Using patient data, in the following table we aggregating add two classes walking and indl with personalization of participant.
Finally, in Table 7, below are the best final results according to each position within the four classifiers used.
In Figure 2 we can observe the frequency guideline of each posture. additionally, that in Figure 3 we present the confusion matrix of best configuration for SVM including personalization.

5. Discussion

Based on the results of Table 7, we identified SVM and KNN as suitable classifiers for inferring the body position of user with a F1 closer to 0.95. In addition, we observe that the best classification is developed using personalization, meaning it is key to include some training data of the target subject to enhance accuracy performances. Decision trees were excluded in the comparison since they may not be the best approach using inertial sensors, due to their limitation to handle non-discrete attributes [37]. Finally, the discrimination between idle and walking slightly decreases the performance. This distinction; however, is not relevant for the case of preventing ulcer pressures; therefore, an optimal set of target activities is the reduced set.
Results suggest that a care plan should be established for each type of patient according to the wound level. This care plan needs to be developed in collaboration with the caregivers once the initial assessment is completed, and it will be updated whenever there is a change in the patient’s medical situation or when the wound does not progress towards healing. Pressure injury management strategies should also be customized considering attitudes, beliefs, culture, daily needs, and the personal preferences of the patient. In addition, it is essential that the control passes from the interprofessional team to the person to empower them to help themselves to adhere to their care plan.

6. Limitations

The causality of the formation of PUs is associated to types of forces: pressure, friction, and shearing; PUs Type 2 are associated with friction, and Types 3 and 4 to shear and pressure forces. In this work, we focus on PUs Type 4.

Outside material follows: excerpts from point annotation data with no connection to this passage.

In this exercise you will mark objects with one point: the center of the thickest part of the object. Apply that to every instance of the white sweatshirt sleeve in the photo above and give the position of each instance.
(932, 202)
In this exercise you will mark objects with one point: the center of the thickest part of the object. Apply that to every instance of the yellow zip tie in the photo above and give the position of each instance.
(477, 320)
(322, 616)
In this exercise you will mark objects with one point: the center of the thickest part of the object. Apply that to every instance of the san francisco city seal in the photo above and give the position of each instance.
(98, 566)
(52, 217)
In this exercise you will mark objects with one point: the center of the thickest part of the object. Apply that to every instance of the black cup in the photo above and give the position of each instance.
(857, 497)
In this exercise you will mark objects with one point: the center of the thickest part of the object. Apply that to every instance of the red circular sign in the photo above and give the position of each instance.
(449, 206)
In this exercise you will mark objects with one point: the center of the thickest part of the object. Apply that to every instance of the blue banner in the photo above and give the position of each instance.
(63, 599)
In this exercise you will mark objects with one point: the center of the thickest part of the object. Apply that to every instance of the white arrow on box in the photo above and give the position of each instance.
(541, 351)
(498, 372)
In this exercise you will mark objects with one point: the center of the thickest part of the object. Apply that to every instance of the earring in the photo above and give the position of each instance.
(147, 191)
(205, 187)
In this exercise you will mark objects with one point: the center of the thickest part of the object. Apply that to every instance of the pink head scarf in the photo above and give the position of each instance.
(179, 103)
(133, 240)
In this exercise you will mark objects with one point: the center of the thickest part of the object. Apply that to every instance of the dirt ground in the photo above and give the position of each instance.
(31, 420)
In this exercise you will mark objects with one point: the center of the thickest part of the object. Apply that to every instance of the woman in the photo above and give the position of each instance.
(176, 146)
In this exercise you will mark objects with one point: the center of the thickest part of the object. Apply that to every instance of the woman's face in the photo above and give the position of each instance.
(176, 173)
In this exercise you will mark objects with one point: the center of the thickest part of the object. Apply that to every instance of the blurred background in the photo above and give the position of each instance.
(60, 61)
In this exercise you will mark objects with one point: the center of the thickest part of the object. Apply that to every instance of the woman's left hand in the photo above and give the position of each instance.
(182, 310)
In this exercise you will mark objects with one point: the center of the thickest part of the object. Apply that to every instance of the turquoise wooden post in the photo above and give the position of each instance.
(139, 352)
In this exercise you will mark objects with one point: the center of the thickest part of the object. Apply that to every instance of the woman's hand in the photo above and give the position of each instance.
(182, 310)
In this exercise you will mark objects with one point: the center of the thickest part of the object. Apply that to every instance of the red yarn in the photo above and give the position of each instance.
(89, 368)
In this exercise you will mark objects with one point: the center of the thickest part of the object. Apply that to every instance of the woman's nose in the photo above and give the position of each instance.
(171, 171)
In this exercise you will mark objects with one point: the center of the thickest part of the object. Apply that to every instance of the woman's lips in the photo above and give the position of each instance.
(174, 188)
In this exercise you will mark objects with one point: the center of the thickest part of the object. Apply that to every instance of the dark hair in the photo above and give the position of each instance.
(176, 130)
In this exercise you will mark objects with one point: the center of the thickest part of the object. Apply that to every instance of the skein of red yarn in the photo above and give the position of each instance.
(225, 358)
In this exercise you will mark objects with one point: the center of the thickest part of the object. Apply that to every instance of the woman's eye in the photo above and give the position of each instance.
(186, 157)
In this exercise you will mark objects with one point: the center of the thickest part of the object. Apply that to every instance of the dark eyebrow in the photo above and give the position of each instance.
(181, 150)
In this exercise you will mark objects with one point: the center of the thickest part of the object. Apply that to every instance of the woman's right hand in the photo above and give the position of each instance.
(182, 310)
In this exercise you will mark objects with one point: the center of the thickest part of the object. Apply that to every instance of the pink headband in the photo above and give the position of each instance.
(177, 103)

7. Conclusions and Future Work

In this work we presented a prototype intelligent system for the prevention of PUs. A solution based on two wearable inertial sensors on the ankle and shoulder was proposed to provide an accurate estimation of a patient’s body orientation. Changes in posture are considered as the main prevention mechanism and it has been shown that it “is necessary and sufficient to avoid the appearance of pressure ulcers”. This work aimed to provide the caregivers with real-time continuous body position monitoring, thus reducing the required effort thanks to automatic control.
The evaluation of different classification approaches showed that SVM and KNN provide better results in determining the position of the patient according to the data collected, the high competence, and the inherent design to work with numerical attributes. Personalization was implemented including some data of the target patient. This increased the precision and recall performance notably.
In future work we will address the use of the integrated inertial sensor in an Internet of Things device to present a less invasive approach that could be used in case studies with patients to avoid pressure ulcers. In addition, we will include linguistic rules and configuration of the alerts according to the frequency that each patient needs and the position; the intelligent system is able to prevent the ulcer by evaluating the risk and the mobility of the patient. This intelligent system would help hospitals to be more efficient and would optimize nurses’ time.
We note the novelty of this work is that it proposes the use of wearable inertial sensors to monitor patients through an intelligent system which determines the position in real-time in an automatic fashion.

Acknowledgments

This research has received funding under the REMIND project Marie Sklodowska-Curie EU Framework for Research and Innovation Horizon 2020, under grant agreement No. 734355. Furthermore, this contribution has been supported by the Spanish government by means of the projects PI-0387-2018, PI-0203-2016, RTI2018-098979-A-I00, and CAS17/00292, and the postdoctoral research grant Action-6 of the University of Jaén.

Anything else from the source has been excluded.